The impacts of XSS attacks can be diverse, including:

  • Theft of cookies and session information to access user accounts.
  • Redirection to phishing pages or malware downloads.
  • Manipulation of content on the website to display fake messages or deceive users.
  • Exploitation of browser vulnerabilities to take over user accounts or execute further malicious code.

To protect against XSS attacks, web developers should properly validate and sanitize user inputs before displaying them on the website. Additionally, security mechanisms like Content Security Policy (CSP) can be implemented to prevent the execution of malicious code. Users should also exercise caution and avoid clicking on suspicious links or entering information on insecure websites.

 


SQL-Injection - SQLI

SQL injection (SQLI) is a type of attack where an attacker injects malicious SQL code into input fields or parameters of a web page, which is then executed by the underlying database. This attack method exploits vulnerabilities in input validation to gain unauthorized access to or manipulate the database.

An example of SQL injection would be if an attacker enters an SQL command like "OR 1=1" into the username field of a login form. If the web application is not adequately protected against SQL injection, the attacker could successfully log in because the injected SQL command causes the query to always evaluate to true.

SQL injection can have various impacts, including:

  1. Disclosure of confidential information from the database.
  2. Manipulation of data in the database.
  3. Execution of malicious actions on the server if the database supports privileged functions.
  4. Destruction or corruption of data.

To protect against SQL injection attacks, web developers should employ secure programming practices, such as using parameterized queries or ORM (Object-Relational Mapping) frameworks to ensure all user inputs are handled securely. Additionally, it's important to conduct regular security audits and promptly install security patches.

 


Injection

Injection refers to a security vulnerability in an application software where an attacker injects malicious code into a request that is then processed by the application. This code is often in the form of SQL code, shell commands, or other scripts used to gain unauthorized access, manipulate data, or take control of the affected system.

The most common form of injection is SQL injection (SQLI), where attackers inject SQL commands into web forms, URL parameters, or other input fields processed by a web application.
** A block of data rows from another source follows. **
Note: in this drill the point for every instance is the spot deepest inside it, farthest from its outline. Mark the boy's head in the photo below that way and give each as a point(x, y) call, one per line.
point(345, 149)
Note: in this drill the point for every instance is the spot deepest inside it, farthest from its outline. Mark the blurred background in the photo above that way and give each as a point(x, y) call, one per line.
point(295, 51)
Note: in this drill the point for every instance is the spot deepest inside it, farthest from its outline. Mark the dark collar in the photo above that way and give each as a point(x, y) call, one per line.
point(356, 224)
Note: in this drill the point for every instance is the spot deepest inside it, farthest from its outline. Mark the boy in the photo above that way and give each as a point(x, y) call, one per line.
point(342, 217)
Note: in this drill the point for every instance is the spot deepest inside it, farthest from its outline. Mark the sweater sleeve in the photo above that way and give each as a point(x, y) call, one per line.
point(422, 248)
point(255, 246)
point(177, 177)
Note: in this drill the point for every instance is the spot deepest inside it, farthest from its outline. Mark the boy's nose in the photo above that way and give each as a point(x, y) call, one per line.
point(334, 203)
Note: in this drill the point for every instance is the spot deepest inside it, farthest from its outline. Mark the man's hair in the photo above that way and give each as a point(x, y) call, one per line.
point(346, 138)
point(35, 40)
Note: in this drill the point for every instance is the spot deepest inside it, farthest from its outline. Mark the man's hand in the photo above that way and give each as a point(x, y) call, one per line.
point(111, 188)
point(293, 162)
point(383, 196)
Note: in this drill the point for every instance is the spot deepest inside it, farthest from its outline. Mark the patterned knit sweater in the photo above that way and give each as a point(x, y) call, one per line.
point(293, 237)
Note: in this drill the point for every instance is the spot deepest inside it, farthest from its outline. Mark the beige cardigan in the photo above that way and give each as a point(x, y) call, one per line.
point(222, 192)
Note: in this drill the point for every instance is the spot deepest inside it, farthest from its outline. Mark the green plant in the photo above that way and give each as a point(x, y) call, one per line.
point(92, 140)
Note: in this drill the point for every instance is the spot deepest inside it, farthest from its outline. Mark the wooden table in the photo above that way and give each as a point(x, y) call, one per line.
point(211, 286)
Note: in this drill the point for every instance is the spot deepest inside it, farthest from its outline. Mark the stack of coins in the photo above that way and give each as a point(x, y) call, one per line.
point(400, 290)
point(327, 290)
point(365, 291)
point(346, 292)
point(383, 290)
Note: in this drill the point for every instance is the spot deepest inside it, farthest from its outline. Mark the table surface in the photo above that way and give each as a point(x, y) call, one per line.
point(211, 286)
Successful SQL injection allows attackers to manipulate database queries and access confidential information.

Other types of injections include Cross-Site Scripting (XSS), where malicious JavaScript code is injected into web pages, and Command Injection, where attackers inject shell commands into an application that are then executed on the server. Injections pose a serious threat to the security of applications and require appropriate security measures such as input validation and the use of parameterized queries to prevent attacks.

 


Broken Access Control

Broken Access Control refers to a vulnerability in the security configuration of an application or system that allows an attacker to access resources they shouldn't have permission to access. This vulnerability occurs when access control mechanisms are not properly implemented or enforced.

Broken Access Control typically occurs when:

  1. User permissions are not correctly checked before granting access to a resource.
  2. Direct accesses to URLs, files, or other resources are possible without access control checks.
  3. Access controls are based on outdated or inadequate authentication or authorization methods.
  4. Faulty configurations or inadequate security policies allow an attacker to bypass or escalate permissions.

This vulnerability can have serious consequences as it can allow an attacker to access sensitive data, manipulate systems, or perform other malicious actions for which they shouldn't have permission. To avoid Broken Access Control, it's crucial to implement a robust access control strategy that ensures only authorized users can access the appropriate resources and that all accesses are properly checked and enforced.